While I was using it to upload some video, I encountered an error that I couldn’t easily fix:
twython.exceptions.TwythonError: Twitter API returned a 400 (Bad Request), Duration too long, maximum:30000, actual:60000 (MediaId: snf:1128709657999106049)
Now if you look at the Twython documentation for uploading a status with video you’ll find the following code:
video = open('/path/to/file/video.mp4', 'rb')
response = twitter.upload_video(media=video, media_type='video/mp4')
twitter.update_status(status='Checkout this cool video!', media_ids=[response['media_id']])
As part of my efforts to debug the issue I looked at the response
object:
{'media_id': 1128709657999106049, 'media_id_string': '1128709657999106049', 'size': 5117159, 'expires_after_secs': 86400, 'video': {'video_type': 'video/mp4'}}
It’s a dictionary. This told me that the video was being uploaded but the length (remember the error: Duration too long, maximum:30000, actual:60000
). Reading the Twitter documentation didn’t help much as the limitations mentioned are only about size:
Size restrictions for uploading via API
– Image 5MB
– GIF 15MB
– Video 15MB
After a bit of googling, I found out that the upload that Twython does in the example given is sync (this has a duration limit of 30 seconds, and a size limit of 15 MB) while what I needed was async or what twitter changed to calling chunked media upload.
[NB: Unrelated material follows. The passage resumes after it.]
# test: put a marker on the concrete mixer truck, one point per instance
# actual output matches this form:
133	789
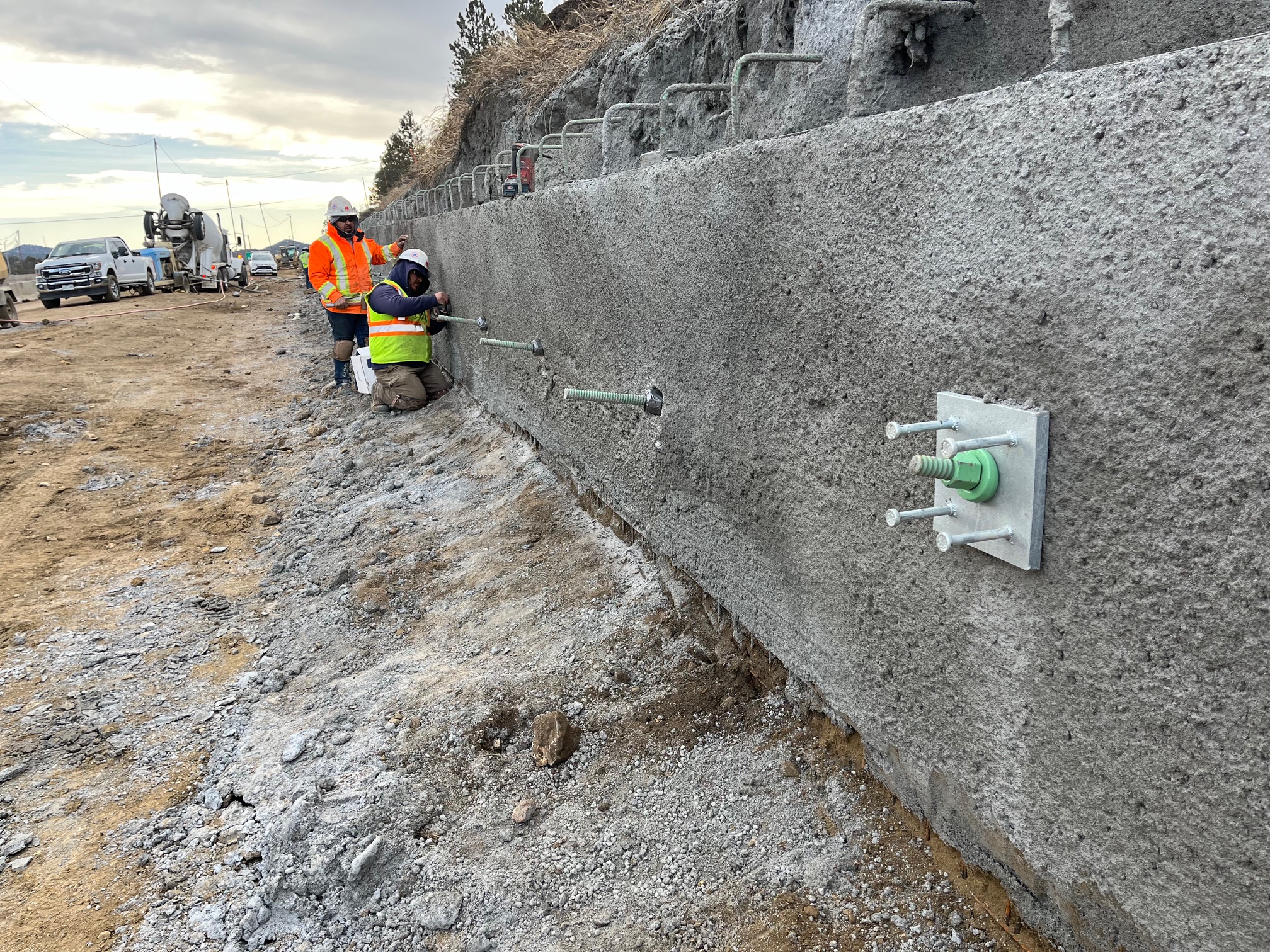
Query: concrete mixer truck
198	251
However, the Twython documentation didn’t have that documented clearly. But I did find this issue on Github that pointed me in the right direction. I simply needed to add media_category='tweet_video', check_progress=True
to the upload arguments.
video = open(video_path, 'rb') response = twitter.upload_video(media=video, media_type='video/mp4', media_category='tweet_video', check_progress=True)
Be careful though of following the example from before though. Because of how the upload is done, in chunks, which can take a little time. Keep an eye on the response object contains processing_info
which contains a state
variable. See examples:
1. 'processing_info': {'state': 'pending', 'check_after_secs': 1}
2. 'processing_info': {'state': 'succeeded', 'progress_percent': 100}
You can only upload after the state changes to succeeded. While Twython does have it’s own way of dealing with this there were a couple of times I did get the first state. I dealt with this by adding a sleep period that matches the check_after_secs
variable if it is in the response
variable otherwise it moves to update the status. This is what it looked like:
processing_info = response['processing_info']
state = processing_info['state']
wait = processing_info.get('check_after_secs', 1)
if (state == 'pending' or state == 'in_progress'):
print('Waiting ' + wait + 's')
time.sleep(wait)
This covered any edge cases for me. I hope you found this helpful. Peace!!!